Lending to first time buyers seems to be on the up, with reports stating that the amount borrowed in December was a rise of 18 per cent on the year before.
In December 2015, first time buyer borrowed £4.5 billion to purchase homes, spread between 29,300 loans, according to the Council of Mortgage Lenders (CML).
Overall, home movers in general reportedly borrowed £6.6 billion, an increase of 20 per cent year-on-year.
Remortgaging for December, on the other hand, was down in both terms of value, and number. However, it was still up compared to December 2014.
While figures state that more is being lent to first time buyers, indicating that more people are buying their first property, this may not actually be the case. As starter home house prices are rising, more has to be lent out to each first time buyer, so that they can buy a home, boosting that figure.

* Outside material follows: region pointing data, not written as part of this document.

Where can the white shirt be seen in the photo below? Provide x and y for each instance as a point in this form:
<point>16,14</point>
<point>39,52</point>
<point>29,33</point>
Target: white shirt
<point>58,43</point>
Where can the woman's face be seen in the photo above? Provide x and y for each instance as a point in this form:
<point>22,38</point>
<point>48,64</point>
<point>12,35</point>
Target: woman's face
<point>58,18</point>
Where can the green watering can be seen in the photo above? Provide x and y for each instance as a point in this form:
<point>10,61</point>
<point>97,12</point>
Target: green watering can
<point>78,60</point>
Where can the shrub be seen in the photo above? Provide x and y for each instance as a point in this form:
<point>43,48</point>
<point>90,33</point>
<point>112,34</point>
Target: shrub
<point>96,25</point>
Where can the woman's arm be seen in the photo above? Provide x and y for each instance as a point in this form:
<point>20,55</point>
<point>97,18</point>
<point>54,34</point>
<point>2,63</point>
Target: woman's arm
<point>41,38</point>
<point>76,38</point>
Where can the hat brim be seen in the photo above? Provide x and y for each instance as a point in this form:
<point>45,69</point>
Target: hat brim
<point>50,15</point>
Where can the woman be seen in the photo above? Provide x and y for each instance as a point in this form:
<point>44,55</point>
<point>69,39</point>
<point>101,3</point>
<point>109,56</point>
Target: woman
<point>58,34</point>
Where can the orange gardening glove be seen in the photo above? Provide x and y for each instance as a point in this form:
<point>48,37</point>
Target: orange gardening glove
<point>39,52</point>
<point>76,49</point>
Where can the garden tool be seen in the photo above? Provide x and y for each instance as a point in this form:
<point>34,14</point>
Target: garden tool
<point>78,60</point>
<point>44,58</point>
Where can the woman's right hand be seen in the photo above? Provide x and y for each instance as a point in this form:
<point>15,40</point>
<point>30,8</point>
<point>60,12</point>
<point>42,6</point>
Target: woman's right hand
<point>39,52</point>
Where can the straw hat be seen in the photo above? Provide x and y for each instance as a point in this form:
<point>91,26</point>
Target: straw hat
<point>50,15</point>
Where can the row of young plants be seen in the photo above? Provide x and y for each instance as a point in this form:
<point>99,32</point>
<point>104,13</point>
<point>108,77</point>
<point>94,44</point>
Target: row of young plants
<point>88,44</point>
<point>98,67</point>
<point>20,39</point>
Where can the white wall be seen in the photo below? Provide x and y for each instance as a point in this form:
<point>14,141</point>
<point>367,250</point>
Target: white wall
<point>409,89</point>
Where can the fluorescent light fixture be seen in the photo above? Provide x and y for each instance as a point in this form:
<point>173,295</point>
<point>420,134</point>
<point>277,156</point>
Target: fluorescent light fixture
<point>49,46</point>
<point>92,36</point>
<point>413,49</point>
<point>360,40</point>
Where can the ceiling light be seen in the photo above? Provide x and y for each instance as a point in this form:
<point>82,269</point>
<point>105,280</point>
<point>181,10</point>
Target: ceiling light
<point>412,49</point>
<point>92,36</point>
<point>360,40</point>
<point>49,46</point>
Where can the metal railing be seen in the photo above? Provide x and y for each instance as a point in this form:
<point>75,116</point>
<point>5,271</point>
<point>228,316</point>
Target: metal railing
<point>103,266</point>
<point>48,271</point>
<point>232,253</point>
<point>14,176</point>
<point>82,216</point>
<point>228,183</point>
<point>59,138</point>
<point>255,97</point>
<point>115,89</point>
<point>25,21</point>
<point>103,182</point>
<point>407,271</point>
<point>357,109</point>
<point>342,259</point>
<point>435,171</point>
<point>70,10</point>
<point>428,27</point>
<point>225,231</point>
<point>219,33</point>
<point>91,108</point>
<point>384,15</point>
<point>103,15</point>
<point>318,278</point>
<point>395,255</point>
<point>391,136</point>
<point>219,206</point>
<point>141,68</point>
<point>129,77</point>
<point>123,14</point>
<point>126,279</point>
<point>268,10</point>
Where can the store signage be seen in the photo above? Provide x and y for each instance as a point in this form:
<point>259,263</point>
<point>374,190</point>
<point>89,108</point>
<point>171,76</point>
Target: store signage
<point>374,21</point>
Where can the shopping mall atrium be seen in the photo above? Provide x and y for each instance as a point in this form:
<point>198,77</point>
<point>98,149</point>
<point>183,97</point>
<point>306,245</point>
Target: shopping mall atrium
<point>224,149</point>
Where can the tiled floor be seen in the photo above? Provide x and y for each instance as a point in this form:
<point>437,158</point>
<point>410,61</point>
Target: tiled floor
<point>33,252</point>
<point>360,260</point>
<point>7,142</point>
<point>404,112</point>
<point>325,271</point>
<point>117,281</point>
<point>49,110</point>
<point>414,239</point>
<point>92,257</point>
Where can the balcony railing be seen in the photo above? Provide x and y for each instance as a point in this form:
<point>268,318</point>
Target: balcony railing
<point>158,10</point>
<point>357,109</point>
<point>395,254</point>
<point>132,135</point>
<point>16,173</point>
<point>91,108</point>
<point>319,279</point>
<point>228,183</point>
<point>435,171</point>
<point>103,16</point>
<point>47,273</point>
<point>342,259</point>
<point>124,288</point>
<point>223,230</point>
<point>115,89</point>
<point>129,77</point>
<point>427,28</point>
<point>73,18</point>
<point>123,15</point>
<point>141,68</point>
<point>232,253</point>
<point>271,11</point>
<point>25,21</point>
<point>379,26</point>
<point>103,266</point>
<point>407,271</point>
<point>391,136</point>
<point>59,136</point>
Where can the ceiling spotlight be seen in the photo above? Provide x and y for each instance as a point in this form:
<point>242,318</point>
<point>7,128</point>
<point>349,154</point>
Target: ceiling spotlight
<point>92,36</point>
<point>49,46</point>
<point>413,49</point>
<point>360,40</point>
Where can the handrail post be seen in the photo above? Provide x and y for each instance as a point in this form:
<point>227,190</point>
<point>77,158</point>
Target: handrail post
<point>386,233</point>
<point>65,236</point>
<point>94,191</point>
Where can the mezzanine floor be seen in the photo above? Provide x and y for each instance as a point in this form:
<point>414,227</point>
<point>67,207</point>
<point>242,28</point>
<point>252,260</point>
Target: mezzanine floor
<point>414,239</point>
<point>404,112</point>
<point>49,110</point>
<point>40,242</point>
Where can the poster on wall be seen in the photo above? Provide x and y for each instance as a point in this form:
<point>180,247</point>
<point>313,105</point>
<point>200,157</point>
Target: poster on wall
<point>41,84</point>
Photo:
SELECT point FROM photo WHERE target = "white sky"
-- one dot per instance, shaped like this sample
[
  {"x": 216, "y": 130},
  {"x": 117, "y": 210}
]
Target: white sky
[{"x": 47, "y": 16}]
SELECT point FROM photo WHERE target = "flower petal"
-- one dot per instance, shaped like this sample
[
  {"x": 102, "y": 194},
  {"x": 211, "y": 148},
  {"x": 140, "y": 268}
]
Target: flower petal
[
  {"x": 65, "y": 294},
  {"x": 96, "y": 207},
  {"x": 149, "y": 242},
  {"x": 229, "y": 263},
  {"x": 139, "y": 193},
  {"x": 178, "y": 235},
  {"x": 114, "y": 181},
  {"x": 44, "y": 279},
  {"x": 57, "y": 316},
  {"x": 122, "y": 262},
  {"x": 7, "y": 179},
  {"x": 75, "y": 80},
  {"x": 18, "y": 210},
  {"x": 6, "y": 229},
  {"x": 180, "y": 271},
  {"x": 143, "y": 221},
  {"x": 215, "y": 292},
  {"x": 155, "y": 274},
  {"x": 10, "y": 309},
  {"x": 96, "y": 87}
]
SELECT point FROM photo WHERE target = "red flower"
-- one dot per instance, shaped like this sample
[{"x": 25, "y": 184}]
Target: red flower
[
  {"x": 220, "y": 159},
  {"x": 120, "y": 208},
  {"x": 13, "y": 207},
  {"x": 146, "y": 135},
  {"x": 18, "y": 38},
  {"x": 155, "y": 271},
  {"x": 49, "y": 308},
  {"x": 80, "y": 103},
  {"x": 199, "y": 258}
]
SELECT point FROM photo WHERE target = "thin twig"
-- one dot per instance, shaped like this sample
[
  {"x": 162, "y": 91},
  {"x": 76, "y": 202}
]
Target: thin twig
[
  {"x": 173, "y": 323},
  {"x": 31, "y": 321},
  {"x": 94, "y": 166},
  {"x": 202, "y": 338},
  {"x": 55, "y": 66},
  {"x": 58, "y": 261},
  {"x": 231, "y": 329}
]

Another report has come out, commissioned by the Local Government Association (LGA), in which Savills have gathered figures showing that the market of starter homes may not be so great after all.
Apparently, the affordable starter homes that have been built across the country aren’t so affordable. In order to qualify for the starter homes, people reportedly wouldn’t be able to afford those very homes in 220 council areas. Furthermore, only 45 per cent of average earners, with a 5 per cent deposit, will be able to afford a starter home in England at all, and in a lot of cases, first time buyers are those who earn below an average amount.
The housing spokesman of the LGA, Peter Box, said “In some places, such as the North-East and Midlands, the scheme will give people better chance to get on the housing ladder.
“However, a national scheme will not work for every area and fewer people will benefit from starter homes in areas where the housing crisis is most acute.”